November 12 to 17 at the Monarch Tavern
Mandy Patinkin In Concert: Diaries
Patinkin is well known as a TV and film actor (Homeland, Criminal Minds, Chicago Hope and, of course, The Princess Bride), but he’s also one helluva musical theatre performer. In fact, seeing him in concert should be on everyone’s bucket list. In this show, he and pianist Adam Ben-David combine Broadway show tunes and American classics into one unforgettable, passionate and gloriously schmaltzy experience.

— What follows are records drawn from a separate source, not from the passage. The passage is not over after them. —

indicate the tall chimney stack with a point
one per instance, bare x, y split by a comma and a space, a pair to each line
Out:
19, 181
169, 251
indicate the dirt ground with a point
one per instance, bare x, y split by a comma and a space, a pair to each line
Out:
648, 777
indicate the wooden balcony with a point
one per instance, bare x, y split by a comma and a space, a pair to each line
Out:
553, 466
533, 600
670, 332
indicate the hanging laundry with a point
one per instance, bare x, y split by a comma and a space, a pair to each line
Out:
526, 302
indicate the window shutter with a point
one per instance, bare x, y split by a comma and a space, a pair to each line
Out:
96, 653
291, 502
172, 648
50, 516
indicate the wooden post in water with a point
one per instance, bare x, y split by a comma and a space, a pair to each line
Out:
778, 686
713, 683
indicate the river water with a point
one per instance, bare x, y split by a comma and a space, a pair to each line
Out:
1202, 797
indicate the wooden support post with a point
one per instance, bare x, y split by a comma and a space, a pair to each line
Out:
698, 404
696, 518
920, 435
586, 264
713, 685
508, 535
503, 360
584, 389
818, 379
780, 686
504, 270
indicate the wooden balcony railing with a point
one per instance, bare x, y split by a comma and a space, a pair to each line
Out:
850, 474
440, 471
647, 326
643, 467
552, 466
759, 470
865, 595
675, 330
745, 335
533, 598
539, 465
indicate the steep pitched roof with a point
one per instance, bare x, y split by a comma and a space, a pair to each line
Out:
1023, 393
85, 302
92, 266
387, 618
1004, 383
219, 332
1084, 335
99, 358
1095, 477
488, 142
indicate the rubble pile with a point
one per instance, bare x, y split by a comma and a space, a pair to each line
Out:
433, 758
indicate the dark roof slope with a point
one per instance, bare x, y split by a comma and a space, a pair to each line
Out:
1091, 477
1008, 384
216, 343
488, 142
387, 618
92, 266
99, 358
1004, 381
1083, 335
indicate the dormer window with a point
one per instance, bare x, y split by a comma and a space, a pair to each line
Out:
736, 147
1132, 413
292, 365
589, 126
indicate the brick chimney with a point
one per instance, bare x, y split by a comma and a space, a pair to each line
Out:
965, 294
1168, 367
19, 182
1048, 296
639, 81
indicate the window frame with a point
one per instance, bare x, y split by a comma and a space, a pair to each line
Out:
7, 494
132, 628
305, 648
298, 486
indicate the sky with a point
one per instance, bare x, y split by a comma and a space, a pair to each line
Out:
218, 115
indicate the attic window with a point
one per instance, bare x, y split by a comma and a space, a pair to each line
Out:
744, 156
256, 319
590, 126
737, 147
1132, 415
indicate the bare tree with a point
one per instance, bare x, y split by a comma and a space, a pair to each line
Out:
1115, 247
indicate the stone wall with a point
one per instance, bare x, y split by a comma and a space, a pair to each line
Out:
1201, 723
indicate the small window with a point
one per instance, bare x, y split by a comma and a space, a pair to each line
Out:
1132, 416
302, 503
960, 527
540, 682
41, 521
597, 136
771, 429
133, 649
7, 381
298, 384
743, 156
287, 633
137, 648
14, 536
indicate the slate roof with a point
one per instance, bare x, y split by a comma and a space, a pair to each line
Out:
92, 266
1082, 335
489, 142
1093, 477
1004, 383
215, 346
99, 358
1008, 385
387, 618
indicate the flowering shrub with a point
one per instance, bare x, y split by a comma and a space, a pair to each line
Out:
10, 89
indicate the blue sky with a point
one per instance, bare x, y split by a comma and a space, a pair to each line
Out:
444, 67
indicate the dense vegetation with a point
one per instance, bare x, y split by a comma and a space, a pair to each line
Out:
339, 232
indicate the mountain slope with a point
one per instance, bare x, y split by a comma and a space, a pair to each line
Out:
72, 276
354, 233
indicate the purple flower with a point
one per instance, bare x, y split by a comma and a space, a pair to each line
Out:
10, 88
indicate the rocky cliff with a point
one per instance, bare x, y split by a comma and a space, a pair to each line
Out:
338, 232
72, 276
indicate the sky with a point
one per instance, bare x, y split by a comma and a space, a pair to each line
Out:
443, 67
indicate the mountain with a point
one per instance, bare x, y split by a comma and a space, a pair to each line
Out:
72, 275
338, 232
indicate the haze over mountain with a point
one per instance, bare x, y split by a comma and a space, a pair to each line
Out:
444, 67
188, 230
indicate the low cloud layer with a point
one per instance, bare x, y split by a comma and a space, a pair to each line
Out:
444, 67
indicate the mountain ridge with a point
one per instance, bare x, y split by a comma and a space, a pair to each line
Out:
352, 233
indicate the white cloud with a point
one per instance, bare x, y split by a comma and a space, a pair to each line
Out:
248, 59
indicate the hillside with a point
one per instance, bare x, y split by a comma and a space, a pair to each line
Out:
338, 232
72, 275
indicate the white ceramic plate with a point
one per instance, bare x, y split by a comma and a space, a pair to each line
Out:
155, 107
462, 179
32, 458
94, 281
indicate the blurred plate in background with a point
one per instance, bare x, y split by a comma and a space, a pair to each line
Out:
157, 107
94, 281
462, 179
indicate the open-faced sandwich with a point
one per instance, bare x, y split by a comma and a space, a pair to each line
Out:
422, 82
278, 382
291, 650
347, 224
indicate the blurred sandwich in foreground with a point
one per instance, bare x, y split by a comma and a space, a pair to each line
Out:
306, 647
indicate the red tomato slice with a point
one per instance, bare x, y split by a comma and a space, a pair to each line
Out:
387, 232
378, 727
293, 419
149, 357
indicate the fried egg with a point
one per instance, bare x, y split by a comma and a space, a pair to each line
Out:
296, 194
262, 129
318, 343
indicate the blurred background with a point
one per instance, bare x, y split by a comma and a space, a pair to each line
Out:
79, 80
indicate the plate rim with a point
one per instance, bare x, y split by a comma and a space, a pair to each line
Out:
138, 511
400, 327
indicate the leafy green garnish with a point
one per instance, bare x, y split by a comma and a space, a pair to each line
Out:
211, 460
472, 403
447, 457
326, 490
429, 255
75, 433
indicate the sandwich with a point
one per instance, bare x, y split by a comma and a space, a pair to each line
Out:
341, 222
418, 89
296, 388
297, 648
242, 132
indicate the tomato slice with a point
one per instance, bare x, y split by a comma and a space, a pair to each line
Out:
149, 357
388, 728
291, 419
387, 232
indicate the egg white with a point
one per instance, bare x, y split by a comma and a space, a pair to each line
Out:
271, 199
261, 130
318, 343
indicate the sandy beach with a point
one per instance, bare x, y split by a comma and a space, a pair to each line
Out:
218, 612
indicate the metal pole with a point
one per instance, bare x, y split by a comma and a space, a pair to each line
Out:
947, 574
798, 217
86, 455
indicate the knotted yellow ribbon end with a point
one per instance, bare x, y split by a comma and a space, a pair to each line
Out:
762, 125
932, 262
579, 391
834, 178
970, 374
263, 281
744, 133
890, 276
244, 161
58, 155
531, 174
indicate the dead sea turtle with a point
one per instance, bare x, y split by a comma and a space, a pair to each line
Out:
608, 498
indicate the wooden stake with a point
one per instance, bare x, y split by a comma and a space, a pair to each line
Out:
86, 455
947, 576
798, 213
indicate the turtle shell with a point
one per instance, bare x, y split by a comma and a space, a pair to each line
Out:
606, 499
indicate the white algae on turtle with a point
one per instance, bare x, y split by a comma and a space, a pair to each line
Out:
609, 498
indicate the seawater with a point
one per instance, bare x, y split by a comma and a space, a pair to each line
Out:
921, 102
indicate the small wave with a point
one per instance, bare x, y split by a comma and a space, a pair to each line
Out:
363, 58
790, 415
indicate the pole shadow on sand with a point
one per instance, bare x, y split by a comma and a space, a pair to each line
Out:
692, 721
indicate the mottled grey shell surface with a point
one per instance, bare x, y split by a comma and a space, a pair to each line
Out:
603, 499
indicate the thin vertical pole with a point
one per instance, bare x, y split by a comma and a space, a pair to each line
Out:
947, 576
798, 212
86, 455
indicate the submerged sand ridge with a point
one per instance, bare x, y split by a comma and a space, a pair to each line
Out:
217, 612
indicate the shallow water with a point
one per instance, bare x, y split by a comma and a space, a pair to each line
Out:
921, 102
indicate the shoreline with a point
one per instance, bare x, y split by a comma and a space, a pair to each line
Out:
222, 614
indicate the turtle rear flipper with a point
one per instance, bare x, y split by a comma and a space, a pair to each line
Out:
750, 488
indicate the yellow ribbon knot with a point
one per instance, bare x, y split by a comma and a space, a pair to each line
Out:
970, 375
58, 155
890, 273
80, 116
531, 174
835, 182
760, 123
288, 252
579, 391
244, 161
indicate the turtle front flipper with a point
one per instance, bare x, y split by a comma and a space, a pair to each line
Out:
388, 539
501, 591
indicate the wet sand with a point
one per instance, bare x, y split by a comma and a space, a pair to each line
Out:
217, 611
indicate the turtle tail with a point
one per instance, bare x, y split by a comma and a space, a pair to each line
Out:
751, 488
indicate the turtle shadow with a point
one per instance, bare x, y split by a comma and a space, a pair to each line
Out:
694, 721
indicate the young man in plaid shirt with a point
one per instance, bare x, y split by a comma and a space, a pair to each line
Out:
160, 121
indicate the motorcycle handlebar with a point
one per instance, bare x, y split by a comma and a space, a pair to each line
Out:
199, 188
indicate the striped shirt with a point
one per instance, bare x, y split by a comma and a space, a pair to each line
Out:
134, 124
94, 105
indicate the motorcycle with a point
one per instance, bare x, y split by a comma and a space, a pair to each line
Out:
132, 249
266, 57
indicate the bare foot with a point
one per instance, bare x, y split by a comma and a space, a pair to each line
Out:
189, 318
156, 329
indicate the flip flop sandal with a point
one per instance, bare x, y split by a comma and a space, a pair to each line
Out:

November 12 to 14 at the Ed Mirvish Theatre
Another Brick In The Wall: The Opera
Pink Floyd‘s 1979 album The Wall is considered one of the classic rock albums of all time, and now, four decades after its release, it’s becoming… an opera! Roger Waters‘s lyrics are combined with a new score by Montreal’s Julien Bilodeau to create something that ought to satisfy both opera lovers and rock fans. Dominic Champagne, who’s helmed some of Cirque du Soleil’s most memorable shows (LOVE, Varekai, Zumanity), directs. While we can’t speak to the quality of the show, which premiered in Montreal, the scale of the production is staggering.
November 13 to 23 at Meridian Hall (formerly the Sony Centre)
Every Day She Rose
Nick Green and Andrea Scott are two of the most exciting voices in Canadian theatre. Green won a Dora for best new play in 2017 for Body Politic and had a big hit at this year’s Next Stage fest with Dinner With The Duchess, while former NOW cover subject Scott has wowed SummerWorks with prize-winning productions like Better Angels: A Parable and Eating Pomegrantes Naked. Now they’ve co-written a play about friendship and identity politics, set during the 2016 Toronto Pride parade. The Nightwood production should provide a smart and funny look at privilege and marginalization.
November 23 to December 8 at Buddies in Bad Times Theatre
Between Riverside And Crazy
Stephen Adly Guirgis‘s The Motherfucker With The Hat put Coal Mine Theatre on the Toronto theatre map, winning a raft of awards for the indie company and proving there was an appetite for gritty indie theatre in the city’s east end. So it’s fitting that the company returns to the playwright’s work for their latest show. The Pulitzer Prize-winning play, directed by Kelli Fox, looks at a retired police officer who’s facing eviction from his rent-controlled apartment. The cast includes Claire Armstrong, Allegra Fulton, Nabil Rajo and Motherfucker’s Sergio Di Zio.
November 24 to December 22 at the Coal Mine Theatre
Crow’s Theatre scored a big hit in 2017 with True Crime, co-written by and starring Torquil Campbell, better known as a member of the indie rock sensation Stars. It must have been a great experience. Now the entire band is getting together for this stage show, part rockumentary, part fantasy and all concert, which should please the 20-year-old band’s long-time fans and make some new ones.